The kinds of writers I felt akin to were of the simplistic writers. The ones who didn’t mess around and just told you the story. Papa Hemingway is an obvious mentor, so is Raymond Carver. I was also taught with examples from Lorrie Moore (whom I met at UCF) and then later Dorothy Parker, J.M. Coetzee and Per Petterson when I did my thesis in grad school. That kind of writing was interesting to me; the slightly humorous but ultimately tragic. After school, however, I didn’t have academia to rely on, and I discovered more novels like Catcher in the Rye knocking around. Hence, I became a YA fiction reader.
I am not really a fan of anything far-fetched. I like people stories and even if there is some elements of horror, sci-fi, or the supernatural, it’s done within the regular constructs of the real world. Luke Skywalker, Leia, and Han Solo are all humans from other planets but that’s about as far as I can go. Carrie is a teenager with regular problems and a supernatural power. Ripley is an officer on a mining ship that’s trying to get back to Earth. The premises of Lost and The Walking Dead are that people are in “What If?” situations. The lives of characters have to be relatable to me in some way, otherwise I get super board. I can even get bored with comic book based movies sometimes just because it’s very, very formulaic (cue Scott Pilgrim who fought evil exes one after the other. The characters where great, but the video game plot just didn’t entertain me whatsoever – and I like video games!) Katniss Everdeen is an American fighting in a screwed up version of Big Brother. Miranda is experiencing a time travel mystery all set in 1970s New York. I’ve never been one to want the “escape to another world” kind of reader. I want to know the dysfunctional neighbour next door.
Anyway, back to the goals. Camp NaNoWriMo will be over soon and I’m just horribly behind. As always, I was going well for a while, then stopped after we went on holiday.
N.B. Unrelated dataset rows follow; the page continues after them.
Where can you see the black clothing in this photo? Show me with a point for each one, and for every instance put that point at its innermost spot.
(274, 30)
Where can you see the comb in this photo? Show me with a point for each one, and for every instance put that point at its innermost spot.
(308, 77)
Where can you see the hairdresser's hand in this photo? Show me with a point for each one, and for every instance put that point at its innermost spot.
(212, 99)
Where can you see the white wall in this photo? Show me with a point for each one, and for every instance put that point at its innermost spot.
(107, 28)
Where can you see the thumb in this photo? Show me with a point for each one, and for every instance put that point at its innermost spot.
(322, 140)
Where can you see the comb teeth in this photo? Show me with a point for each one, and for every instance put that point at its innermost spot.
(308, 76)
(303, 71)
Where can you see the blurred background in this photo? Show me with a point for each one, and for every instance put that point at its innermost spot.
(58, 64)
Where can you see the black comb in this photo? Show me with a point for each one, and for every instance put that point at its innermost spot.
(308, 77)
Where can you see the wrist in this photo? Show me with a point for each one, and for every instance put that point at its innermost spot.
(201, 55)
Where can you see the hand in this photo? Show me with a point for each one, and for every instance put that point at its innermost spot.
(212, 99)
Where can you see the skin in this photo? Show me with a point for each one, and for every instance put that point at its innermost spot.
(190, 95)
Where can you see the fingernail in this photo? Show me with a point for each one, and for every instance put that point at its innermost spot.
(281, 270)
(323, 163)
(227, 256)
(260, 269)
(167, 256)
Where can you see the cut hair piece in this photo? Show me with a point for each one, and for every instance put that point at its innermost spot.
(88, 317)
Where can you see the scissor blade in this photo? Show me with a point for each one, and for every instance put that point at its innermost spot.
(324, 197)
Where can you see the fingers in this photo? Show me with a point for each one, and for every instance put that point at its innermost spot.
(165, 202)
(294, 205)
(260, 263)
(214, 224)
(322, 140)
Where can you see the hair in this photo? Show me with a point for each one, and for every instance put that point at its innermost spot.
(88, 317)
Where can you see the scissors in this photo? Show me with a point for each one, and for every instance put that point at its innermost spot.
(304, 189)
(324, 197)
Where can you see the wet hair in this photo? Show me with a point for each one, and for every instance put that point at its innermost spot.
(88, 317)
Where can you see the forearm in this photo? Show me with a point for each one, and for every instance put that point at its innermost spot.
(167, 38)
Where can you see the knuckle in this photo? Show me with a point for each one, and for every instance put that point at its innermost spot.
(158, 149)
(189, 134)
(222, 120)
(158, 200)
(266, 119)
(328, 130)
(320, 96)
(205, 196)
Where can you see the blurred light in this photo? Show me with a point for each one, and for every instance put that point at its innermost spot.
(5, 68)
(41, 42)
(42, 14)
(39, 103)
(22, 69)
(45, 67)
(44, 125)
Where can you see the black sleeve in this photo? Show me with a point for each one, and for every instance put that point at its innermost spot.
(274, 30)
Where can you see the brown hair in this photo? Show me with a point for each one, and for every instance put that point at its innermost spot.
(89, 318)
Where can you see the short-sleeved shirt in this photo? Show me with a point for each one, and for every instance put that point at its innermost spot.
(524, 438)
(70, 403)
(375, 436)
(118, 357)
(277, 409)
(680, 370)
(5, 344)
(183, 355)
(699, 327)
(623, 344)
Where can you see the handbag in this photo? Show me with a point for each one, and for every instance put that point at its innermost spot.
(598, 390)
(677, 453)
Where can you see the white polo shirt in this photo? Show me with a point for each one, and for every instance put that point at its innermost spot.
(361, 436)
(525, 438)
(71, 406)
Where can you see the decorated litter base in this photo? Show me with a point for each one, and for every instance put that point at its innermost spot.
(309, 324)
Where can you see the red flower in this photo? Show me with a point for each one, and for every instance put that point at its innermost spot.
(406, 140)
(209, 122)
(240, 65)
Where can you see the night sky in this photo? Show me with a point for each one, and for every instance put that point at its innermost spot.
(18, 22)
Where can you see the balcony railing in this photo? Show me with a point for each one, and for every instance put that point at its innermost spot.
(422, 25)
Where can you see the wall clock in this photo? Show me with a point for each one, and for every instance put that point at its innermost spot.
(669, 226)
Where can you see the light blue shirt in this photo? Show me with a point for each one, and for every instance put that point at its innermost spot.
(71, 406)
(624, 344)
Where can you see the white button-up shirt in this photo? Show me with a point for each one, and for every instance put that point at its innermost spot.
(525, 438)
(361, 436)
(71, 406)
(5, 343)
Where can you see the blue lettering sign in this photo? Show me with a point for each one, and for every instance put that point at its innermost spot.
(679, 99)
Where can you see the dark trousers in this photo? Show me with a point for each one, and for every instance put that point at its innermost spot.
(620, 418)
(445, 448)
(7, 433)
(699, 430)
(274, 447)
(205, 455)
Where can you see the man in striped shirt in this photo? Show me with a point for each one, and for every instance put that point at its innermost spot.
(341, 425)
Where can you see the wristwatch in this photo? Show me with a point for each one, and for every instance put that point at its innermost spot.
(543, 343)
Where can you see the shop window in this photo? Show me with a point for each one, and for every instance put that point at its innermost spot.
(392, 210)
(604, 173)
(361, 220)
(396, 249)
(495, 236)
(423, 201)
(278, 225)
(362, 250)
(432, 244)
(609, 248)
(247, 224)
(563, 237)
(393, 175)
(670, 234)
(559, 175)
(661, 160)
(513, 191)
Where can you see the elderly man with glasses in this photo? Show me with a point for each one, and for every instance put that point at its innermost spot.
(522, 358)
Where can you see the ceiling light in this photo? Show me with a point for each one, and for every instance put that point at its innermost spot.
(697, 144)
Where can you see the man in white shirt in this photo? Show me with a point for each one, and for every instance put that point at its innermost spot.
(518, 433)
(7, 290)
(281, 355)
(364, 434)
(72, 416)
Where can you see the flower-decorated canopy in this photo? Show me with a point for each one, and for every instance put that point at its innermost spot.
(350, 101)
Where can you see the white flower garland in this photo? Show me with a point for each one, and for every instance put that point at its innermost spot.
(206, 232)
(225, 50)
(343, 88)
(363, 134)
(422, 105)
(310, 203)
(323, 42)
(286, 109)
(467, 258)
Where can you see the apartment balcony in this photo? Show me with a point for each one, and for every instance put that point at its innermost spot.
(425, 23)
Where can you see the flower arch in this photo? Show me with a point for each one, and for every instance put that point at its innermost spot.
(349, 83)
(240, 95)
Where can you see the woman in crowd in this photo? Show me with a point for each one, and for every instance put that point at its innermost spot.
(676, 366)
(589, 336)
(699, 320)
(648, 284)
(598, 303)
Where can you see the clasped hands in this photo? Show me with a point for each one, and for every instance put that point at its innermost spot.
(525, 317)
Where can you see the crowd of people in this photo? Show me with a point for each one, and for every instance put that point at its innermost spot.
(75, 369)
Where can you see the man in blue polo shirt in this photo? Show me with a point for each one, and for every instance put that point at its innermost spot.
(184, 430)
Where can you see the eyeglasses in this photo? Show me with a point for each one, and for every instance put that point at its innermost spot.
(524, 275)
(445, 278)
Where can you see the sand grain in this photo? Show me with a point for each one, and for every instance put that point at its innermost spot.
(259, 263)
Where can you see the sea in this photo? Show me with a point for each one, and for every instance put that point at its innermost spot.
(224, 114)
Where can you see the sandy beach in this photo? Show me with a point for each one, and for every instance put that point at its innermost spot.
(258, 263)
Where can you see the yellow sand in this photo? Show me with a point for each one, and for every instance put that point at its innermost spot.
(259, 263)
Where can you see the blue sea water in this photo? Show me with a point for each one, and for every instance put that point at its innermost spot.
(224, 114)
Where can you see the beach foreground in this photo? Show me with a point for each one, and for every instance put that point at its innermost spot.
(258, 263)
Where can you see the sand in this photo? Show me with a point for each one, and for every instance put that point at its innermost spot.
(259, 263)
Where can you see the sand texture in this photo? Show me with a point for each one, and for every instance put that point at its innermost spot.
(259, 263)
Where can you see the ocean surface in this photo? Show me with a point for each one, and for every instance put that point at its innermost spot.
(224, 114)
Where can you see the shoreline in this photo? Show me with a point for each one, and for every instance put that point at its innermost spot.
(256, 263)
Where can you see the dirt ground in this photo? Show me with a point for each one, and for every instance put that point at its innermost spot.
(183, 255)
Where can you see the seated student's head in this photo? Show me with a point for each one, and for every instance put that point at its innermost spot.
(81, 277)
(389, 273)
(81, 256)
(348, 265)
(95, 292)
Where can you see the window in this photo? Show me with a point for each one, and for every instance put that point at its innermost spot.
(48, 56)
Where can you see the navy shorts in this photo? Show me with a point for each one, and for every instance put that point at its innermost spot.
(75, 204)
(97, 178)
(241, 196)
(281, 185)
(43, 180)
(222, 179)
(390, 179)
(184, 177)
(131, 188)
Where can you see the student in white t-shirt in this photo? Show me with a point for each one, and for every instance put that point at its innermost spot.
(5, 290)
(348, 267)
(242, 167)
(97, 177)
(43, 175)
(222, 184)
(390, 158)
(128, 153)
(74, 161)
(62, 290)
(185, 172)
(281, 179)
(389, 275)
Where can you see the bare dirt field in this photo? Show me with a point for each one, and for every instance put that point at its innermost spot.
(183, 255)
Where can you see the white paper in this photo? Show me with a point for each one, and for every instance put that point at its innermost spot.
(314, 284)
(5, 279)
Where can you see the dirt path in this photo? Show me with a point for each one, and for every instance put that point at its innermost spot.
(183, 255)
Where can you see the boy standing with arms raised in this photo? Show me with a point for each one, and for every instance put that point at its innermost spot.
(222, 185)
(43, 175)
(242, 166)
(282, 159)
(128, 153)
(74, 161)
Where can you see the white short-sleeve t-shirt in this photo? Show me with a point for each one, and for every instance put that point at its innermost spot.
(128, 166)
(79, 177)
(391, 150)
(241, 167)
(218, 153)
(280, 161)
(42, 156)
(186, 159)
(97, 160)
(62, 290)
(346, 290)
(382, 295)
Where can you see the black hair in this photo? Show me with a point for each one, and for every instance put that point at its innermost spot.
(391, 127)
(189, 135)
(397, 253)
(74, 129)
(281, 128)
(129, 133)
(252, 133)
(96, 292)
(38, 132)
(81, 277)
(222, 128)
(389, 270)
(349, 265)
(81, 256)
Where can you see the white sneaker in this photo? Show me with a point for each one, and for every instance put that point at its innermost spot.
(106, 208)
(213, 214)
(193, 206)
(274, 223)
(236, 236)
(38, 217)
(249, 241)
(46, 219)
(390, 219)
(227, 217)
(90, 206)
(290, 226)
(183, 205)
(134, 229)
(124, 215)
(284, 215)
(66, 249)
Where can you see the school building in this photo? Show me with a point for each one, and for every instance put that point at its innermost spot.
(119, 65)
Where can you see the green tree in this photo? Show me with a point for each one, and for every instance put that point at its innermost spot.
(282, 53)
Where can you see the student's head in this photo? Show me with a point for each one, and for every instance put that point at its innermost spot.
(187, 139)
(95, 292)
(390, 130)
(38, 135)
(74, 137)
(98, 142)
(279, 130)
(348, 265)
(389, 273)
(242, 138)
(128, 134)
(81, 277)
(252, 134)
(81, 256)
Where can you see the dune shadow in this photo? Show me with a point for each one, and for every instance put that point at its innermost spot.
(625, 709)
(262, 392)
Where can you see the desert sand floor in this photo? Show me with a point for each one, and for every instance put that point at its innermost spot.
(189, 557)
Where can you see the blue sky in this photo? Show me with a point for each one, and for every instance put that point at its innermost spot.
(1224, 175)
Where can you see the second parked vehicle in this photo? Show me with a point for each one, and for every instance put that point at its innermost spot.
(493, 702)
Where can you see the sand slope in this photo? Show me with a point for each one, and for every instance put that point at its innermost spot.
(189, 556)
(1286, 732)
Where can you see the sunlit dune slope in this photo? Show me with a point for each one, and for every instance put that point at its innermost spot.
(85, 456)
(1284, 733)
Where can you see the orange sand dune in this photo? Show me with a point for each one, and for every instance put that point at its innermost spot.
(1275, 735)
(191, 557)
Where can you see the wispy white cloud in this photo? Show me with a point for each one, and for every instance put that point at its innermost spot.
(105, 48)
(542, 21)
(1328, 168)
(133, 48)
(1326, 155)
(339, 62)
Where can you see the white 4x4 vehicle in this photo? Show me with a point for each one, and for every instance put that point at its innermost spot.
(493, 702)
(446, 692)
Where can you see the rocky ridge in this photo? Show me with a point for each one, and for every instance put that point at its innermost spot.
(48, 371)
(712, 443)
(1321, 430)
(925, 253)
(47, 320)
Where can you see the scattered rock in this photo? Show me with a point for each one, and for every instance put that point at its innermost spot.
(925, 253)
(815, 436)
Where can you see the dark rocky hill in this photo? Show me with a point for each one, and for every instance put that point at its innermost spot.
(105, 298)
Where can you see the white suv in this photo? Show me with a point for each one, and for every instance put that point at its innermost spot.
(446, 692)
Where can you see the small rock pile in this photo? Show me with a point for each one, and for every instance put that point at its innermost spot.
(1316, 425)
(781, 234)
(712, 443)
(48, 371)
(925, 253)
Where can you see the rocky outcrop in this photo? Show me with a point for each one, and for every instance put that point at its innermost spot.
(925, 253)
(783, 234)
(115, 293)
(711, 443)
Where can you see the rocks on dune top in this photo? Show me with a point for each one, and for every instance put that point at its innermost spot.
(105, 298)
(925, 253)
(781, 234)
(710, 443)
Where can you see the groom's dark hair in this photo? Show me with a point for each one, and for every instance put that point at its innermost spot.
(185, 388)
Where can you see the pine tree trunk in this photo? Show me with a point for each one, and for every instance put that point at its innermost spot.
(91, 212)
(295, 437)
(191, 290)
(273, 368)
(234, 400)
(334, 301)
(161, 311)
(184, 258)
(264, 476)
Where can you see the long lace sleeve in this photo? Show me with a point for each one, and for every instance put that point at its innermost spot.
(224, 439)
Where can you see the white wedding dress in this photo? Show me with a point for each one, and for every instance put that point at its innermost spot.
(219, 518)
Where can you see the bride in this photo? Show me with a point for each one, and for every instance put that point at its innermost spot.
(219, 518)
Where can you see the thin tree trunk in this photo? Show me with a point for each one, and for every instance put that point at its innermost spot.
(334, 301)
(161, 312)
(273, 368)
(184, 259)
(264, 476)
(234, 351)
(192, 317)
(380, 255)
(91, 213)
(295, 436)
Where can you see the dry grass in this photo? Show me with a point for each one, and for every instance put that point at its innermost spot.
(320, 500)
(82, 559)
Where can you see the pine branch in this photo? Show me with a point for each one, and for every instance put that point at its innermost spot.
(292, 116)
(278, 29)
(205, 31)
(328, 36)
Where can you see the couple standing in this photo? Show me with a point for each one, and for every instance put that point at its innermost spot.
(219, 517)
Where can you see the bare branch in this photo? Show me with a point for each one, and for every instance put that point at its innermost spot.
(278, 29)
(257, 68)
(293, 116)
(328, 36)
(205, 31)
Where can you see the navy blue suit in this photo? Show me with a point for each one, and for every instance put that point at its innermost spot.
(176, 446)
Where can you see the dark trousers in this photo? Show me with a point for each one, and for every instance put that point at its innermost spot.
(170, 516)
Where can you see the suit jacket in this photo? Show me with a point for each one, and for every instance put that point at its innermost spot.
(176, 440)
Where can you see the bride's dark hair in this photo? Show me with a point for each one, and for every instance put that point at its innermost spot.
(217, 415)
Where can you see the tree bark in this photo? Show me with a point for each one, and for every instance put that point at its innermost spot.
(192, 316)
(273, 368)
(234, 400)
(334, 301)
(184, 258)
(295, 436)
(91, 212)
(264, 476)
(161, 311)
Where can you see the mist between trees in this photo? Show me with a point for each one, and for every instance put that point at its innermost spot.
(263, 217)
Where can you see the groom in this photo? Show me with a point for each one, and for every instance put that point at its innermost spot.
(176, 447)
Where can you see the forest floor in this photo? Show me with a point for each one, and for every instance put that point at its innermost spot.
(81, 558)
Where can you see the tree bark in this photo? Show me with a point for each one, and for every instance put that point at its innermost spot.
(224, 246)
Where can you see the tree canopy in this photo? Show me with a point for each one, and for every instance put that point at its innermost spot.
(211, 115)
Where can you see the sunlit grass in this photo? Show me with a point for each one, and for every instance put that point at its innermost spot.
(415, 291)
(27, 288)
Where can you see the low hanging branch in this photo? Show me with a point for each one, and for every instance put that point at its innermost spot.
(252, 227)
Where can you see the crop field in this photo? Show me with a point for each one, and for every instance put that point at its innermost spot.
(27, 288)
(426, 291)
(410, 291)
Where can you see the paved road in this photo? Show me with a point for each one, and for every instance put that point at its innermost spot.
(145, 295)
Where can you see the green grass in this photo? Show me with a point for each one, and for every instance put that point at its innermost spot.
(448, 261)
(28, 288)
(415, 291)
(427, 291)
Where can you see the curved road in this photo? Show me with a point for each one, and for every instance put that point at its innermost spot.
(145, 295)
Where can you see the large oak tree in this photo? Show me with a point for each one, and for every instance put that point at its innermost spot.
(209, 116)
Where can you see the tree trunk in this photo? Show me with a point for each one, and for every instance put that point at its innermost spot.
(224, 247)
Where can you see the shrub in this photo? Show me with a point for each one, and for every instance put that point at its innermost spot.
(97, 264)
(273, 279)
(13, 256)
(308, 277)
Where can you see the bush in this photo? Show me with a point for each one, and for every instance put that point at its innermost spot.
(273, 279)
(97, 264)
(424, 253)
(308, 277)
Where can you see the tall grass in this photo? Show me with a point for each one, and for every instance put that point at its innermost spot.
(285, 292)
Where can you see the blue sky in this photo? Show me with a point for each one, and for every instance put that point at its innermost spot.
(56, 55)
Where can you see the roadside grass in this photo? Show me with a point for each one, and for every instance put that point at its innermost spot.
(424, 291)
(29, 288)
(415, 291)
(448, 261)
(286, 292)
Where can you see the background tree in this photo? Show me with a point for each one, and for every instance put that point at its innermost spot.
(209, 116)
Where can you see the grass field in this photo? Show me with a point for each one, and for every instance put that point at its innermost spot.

I wrote a decent amount in two sittings on Monday (I also read that procrastinators and adults with attention deficiencies do better if projects are in bite sized chunks.) But by Tuesday I questioned my choice in projects, if the story would work, if my characterization was all right, etc. etc. I wrote about 500 words, then sat there second guessing myself.
But the best tip I found that made it feel all better was from Neil Gaiman who said,
For me, it’s always been a process of trying to convince myself that what I’m doing in a first draft isn’t important.
Holy crap, thank you! I read that, watched the saddest episode of Walking Dead (Season 3 – you know the episode), cried a bit, and got over my little hang-ups. Now I can go back to getting something done. I have until October, more or less, before any supply work will come in, so that leaves me all the time in the world to work. Aside from the little chunks of writing that help keep my concentration up, instead of one month, a novel could be written in three with shorter bursts of creativity. I can handle that.